In 1970 the Coordinated Transfer Application System (COTRANS) was established on an experimental basis to facilitate the transfer of students studying abroad to U.S. medical schools. In the past, this system involved taking Part 1 of the National Board Examinations at a U.S. or foreign test center, a program terminated in 1979. During the decade of COTRANS's existence, less than half of those who took Part 1 of the NBME passed and only about half of those who passed managed to transfer to U.S. medical schools.

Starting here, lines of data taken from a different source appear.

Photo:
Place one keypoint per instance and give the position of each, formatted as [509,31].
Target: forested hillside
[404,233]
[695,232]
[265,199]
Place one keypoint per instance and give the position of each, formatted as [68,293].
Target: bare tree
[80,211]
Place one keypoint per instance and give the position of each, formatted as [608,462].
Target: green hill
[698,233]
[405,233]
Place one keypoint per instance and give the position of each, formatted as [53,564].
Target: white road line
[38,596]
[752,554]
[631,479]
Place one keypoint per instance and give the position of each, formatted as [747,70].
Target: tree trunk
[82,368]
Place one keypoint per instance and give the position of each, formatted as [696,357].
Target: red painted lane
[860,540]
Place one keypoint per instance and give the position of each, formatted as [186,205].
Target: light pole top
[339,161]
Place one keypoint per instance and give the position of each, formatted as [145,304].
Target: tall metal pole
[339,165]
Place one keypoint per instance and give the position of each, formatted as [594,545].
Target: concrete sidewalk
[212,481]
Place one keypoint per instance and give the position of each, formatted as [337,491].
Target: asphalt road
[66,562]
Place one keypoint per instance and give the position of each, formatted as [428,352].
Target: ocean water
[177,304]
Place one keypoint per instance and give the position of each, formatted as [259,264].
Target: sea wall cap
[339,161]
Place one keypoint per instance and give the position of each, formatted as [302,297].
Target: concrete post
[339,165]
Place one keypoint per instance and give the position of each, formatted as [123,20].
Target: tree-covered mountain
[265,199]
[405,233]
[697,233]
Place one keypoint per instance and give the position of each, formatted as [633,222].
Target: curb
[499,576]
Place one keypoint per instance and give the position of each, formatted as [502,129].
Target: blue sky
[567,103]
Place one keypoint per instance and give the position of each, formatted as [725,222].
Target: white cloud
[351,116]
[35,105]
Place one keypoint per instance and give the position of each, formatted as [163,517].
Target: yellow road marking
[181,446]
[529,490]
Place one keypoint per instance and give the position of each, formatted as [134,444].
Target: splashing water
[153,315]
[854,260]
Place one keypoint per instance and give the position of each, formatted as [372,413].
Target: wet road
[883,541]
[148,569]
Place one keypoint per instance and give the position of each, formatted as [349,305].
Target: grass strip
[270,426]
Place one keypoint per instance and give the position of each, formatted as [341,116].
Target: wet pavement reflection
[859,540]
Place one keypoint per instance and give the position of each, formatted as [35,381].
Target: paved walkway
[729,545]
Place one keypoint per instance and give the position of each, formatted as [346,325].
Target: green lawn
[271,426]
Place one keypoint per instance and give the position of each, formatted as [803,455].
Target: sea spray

This points up the inherent difficulties associated with overseas medical study.

In June 1980 a special examination was developed by the NBME for U.S. citizens enrolled in foreign medical schools who wish to apply for transfer with advanced standing to a U.S. medical school. It was known as the Medical Sciences Knowledge Profile (MSKP). This examination was designed to provide medical schools with a method of evaluating such an applicant's knowledge in the basic medical sciences and in introductory clinical diagnoses. No total score or pass or fail was reported, but the difficulty of transferring to a U.S. medical school is reflected in the fact that less than 40% of students have succeeded in doing so each year. Moreover, the numbers transferring have declined. The MSKP was replaced by the USMLE Step 1 in June 1992. The grade on this exam is now used to evaluate U.S. applicants who wish to transfer.